Llegamos a este 14 de abril sin acordarme lo más mínimo, como en otros muchos años anteriores, de que tal día como ese de 1931, se proclamó mediante fraude de ley y un golpe de Estado de pasillo poyado por ruido callejero, la Segunda República Española.
Pero a primera hora de la tarde me llaman por teléfono de la Universidad Francisco de Vitoria como autor del libro “El caos de la II República” (Editorial LibrosLibres, 2006, 231 págs.) al objeto de hacerme unas preguntas sobre tal efemérides en su 84 aniversario, para su programa de radio. Ochenta y cuatro años; dentro de nada, un siglo.
¿Qué podía decir de aquella República? Lo mismo que dijo José María Gil Robles en el epílogo de sus memorias “No fue posible la paz”: Un “fracaso, sin paliativos”. Pero, ¿por qué fracasó la segunda República? Por lo mismo que fracasó rotundamente la primera. Primero, porque tanto en 1873 como en 1936, trajeron el nuevo régimen gentes que habían sido, salvo contadísimas excepciones (Lerroux), monárquicos hasta la víspera. Además, excepto Alcalá-Zamora, subsecretario de Gobernación y ministro de Fomento y de Guerra con la Monarquía, el resto no tenía ninguna experiencia de gobierno.

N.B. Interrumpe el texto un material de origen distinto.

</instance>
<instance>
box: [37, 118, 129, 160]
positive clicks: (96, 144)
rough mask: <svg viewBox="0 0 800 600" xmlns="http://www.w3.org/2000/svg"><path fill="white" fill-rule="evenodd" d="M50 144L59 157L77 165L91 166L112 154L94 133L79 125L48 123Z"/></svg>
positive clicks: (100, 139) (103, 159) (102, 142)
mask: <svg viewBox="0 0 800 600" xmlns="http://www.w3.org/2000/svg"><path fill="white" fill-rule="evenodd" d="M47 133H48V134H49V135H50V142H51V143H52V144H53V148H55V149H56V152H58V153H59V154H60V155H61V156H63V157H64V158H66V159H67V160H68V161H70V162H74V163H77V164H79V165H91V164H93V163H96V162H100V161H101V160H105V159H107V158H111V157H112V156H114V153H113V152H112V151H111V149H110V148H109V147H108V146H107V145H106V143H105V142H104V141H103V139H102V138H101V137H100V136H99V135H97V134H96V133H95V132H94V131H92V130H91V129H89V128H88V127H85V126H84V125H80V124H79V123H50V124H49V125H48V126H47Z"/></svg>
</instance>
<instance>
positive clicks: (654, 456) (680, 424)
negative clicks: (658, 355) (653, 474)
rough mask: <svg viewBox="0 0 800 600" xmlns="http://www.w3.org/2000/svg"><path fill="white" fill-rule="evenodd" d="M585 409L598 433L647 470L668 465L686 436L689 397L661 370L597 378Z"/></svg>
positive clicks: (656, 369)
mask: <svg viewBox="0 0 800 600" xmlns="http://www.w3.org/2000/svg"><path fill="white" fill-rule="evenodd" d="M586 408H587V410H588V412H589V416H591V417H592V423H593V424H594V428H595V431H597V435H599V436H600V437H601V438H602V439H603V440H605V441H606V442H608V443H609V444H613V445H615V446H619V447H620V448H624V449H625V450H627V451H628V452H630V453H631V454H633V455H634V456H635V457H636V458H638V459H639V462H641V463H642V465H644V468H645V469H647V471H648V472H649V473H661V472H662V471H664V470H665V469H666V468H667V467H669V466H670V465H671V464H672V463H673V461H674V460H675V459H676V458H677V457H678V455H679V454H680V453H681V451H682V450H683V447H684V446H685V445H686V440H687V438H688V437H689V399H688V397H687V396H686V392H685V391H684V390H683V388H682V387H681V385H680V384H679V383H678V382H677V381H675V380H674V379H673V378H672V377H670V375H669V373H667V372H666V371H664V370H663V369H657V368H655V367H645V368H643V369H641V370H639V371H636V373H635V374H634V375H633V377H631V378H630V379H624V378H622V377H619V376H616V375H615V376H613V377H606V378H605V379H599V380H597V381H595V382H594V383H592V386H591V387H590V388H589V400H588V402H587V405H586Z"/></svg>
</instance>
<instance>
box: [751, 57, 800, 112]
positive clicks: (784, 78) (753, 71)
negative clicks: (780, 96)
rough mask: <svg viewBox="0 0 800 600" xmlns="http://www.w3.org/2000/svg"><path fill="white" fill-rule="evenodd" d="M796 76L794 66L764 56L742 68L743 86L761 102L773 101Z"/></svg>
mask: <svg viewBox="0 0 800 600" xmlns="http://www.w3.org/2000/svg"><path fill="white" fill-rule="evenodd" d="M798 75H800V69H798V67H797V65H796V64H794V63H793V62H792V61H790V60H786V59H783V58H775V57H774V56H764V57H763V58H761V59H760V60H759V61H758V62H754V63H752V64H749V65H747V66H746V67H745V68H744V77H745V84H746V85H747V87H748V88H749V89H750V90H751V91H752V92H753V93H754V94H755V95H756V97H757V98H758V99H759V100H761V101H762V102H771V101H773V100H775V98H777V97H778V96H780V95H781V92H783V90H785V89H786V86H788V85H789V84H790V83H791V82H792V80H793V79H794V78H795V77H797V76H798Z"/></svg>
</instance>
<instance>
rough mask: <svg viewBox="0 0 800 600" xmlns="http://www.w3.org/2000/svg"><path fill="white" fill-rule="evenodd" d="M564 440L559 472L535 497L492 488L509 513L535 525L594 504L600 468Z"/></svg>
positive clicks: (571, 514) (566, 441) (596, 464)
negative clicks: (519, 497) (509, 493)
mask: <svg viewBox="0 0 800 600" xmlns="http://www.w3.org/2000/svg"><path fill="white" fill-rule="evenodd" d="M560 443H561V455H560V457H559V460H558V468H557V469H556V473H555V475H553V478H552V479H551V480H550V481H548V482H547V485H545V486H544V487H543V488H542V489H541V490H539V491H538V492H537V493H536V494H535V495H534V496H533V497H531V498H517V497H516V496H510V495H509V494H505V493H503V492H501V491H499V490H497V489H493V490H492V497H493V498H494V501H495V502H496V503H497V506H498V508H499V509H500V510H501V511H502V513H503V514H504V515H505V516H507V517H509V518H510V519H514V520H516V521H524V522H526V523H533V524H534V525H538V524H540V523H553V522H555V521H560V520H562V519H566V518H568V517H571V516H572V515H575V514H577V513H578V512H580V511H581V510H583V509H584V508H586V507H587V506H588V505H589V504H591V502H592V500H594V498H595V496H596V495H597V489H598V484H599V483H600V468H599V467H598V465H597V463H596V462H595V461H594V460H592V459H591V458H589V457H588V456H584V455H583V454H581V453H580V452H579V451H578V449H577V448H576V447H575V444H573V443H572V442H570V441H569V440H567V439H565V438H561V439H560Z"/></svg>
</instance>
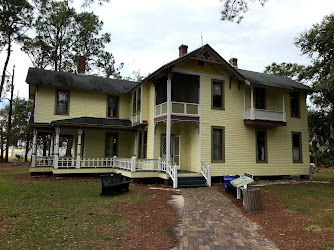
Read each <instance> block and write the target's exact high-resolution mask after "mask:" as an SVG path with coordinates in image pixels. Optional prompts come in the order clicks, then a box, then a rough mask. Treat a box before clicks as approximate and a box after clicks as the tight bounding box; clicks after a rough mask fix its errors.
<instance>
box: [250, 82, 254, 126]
mask: <svg viewBox="0 0 334 250" xmlns="http://www.w3.org/2000/svg"><path fill="white" fill-rule="evenodd" d="M254 112H255V111H254V87H253V86H251V108H250V113H251V120H254V119H255V114H254Z"/></svg>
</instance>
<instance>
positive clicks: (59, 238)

En segundo lugar por el acusado sectarismo de ambas, impulsado por doctrinarios como Pi y Margall y Azaña, amén de masones sin cuento, socialistas enardecidos y, finalmente, un anarquismo exterminador.
Las elecciones fraudulentas y violentas de febrero del 36, con la “victoria” nunca verificada del Frente Popular, impulsado por los amanuenses españoles de la Unión Soviética, marcan el principio del fin del desastre final, con Manuel Azaña ocupando siempre el eje del mecanismo demoledor.
Estoy leyendo de nuevo ahora los Diarios del alcalaíno. Un tocho de 1.300 páginas, que para hincarle el diente hace falta una cierta dosis de humor o mucho morbo por la historia de este zarandeado país.
Ahí se revela la verdadera personalidad de Azaña con sus filias y sobre todo su fobias. Don Manuel era un hombre resentido, porque sintiéndose el primero de la clase en todo, los españoles no le habían reconocido el enorme talento que poseía y su excelsa calidad literaria, ciertamente de muy buen estilo. Opinaba mal de casi todo el mundo, incluso de la mayoría de los ministros que él mismo elegía.
Pretendía implantar en España una dictadura republicana jacobina bajo su cetro, al modo de la república masónica mejicana. Logró que las Cortes constituyentes aprobaran “su” Constitución de19 de diciembre de 1931, un monumento al sectarismo, que de hecho privaba a la mayoría de los españoles de vivir pacífica y abiertamente según sus convicciones personales.
Declaró ilegal a la Compañía de Jesús, a cuyos miembros expulsó del país y confiscó sus bienes al considerarlos súbditos de un Estado extranjero (el Vaticano), por aquello del cuarto voto o de obediencia al Papa. A las demás órdenes y congregaciones religiosas las sometió a un rígido control, prohibiéndoles el ejercicio de la enseñanza. Expulsó al cardenal Segura, arzobispo de Toledo y primado de España.
Como ministro de la Guerra gozaba maltratando y humillando a los militares. Hizo una purga tremenda de generales, suprimió el empleo de teniente general y creó un nuevo escalafón, restando arbitrariamente para el ascenso los méritos de guerra. El clero y los militares eran las bestias negras de Azaña.
Formó junto a Alcalá-Zamora y Prieto –con la prensa adicta de fuerza de choque- el triunvirato que promovió la aniquilación política de Lerroux, el único político entonces de centro capaz de pilotar con el apoyo de Gil Robles, una república aceptable para la gran mayoría de los españoles, católicos incluidos.
Pretexto para liquidar al antiguo demagogo llamado el Emperador del Paralelo, barrio barcelonés de mala nota, fue el uso de una ruleta trucada invento de dos judíos austriacos, Straus y Perle (straperlo). Pero esa ruleta nunca tuvo permiso oficial, aunque se quiso ensayar en el Casino de San Sebastián, ni Lerroux tuvo nada que ver con su azaroso trámite burocrático. En todo caso, tal vez un sobrino suyo. Sin embargo, los enemigos de Lerroux montaron tan escandalera mediática que acabaron con su prestigio.
Me río cuando oigo o leo a “historiadores” actuales con muchos pergaminos académicos decir que los militares se sublevaron contra la legitimidad republicana. ¡Menuda legitimidad! Y no digo nada de la bandera tricolor, que ahora exhiben los “republicanos” de nuestros días, generalmente comunistas y antisistema, más ignorantes que sabedores. Tal vez otro día hable de la tal banderita.